Japanese officials were cagey about whether any ransom would be paid. Tokyo has given in to extortion in the past, handing over $6m and six prisoners when the radical left-wing group, the Red Army, hijacked a flight from Paris to Tokyo in 1977 and $3m for four mining engineers in Kyrgyzstan in 1999.

Mr Abe, however, had criticised the concessions as examples of weakness.

The Japanese premier spoke to the US Secretary of State, John Kerry, as well as the Turkish and Egyptian Presidents, Recep Tayyip Erdogan and Abdel-Fatah el-Sisi, and Jordan’s King Abdullah. The options discussed, according to diplomatic sources, ranged from military action, to prisoner swap, to paying the ransom.

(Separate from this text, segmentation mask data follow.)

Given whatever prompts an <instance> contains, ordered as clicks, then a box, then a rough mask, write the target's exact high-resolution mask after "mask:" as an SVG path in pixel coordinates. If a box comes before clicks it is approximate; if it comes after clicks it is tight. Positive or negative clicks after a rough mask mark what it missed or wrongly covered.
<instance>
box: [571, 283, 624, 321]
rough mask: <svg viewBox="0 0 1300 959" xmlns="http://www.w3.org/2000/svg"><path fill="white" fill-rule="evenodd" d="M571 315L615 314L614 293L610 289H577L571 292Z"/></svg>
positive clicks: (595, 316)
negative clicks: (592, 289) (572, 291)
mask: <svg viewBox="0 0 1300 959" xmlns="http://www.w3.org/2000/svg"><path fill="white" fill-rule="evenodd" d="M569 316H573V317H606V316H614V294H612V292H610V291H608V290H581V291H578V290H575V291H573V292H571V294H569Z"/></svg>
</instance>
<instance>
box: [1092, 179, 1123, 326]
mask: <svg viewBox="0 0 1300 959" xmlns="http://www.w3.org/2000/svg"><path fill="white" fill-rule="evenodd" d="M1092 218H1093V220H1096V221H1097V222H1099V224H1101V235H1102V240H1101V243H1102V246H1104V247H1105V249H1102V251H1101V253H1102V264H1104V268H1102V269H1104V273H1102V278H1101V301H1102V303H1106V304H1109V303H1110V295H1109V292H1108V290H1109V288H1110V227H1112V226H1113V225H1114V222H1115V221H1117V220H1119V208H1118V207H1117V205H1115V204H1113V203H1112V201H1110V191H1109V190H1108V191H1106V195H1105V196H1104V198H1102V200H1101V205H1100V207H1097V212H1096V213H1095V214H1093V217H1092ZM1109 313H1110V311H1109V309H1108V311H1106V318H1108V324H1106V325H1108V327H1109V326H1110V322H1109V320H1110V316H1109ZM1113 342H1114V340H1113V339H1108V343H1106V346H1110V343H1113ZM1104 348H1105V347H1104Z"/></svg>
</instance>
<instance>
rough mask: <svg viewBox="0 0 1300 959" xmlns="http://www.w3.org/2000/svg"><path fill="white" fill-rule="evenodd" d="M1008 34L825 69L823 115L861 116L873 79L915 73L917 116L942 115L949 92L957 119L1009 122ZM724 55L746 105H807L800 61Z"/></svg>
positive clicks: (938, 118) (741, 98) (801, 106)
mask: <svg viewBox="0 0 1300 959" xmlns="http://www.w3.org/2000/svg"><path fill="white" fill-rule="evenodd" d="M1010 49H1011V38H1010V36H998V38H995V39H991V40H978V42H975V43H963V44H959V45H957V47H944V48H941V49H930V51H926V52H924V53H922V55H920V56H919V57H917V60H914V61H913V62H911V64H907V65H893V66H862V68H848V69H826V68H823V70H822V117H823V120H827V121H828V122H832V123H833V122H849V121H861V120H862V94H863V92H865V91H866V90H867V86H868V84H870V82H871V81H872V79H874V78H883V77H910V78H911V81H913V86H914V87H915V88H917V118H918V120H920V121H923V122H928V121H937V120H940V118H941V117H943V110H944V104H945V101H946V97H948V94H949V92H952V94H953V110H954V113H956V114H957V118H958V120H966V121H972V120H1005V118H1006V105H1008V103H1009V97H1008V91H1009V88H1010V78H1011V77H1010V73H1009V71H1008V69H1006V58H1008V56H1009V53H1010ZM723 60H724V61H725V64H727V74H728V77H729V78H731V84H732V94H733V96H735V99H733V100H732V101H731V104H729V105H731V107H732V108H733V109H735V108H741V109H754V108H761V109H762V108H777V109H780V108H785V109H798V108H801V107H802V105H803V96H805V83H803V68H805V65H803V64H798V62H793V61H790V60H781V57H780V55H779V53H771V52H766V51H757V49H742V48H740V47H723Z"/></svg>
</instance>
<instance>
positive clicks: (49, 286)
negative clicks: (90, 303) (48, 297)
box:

Having murdered one of the prisoners, Haruna Yukawa, Isis is now asking, instead of money, for the release of a prisoner held in Jordan, Sajida al-Rishawi – who took part in a bombing mission to Jordan in 2005 with her husband – in return for sparing the life of the second hostage, Kenji Goto.

There are precedents for both prisoner exchange with Isis. The Turks delivered no fewer than 180 jihadists, among them a dozen from Europe, including two British Muslims, to secure the release of 49 captive diplomatic staff last autumn.

There is surprise that Isis is asking for just one prisoner and also about who it is. Jordan, as well as other regional states, is holding far more high-value detainees. Rishawi is a low-level al-Qaeda operative and, while her husband, Ali Hussein Shamari, played a part in killing 57 hotel guests in Amman in a suicide attack, she failed in her mission.

But she does have important family connections; her brother, Mubarak al-Rishawi, who died in Falluja in 2004, was deputy of Abu Musab al-Zarqawi, who became America’s most wanted al-Qaeda enemy in Iraq before he, too, was killed.

Abu Bakr al-Baghdadi, the leader of Isis, was a lieutenant of Zarqawi and Mubarak al-Rishawi. He has since split from al-Qaeda, but reuniting Sajida with the family of his dead comrade would show the far reach of his growing power. Mr Abe’s projection of Japan as uncompromising towards terrorism will, however, be somewhat dented.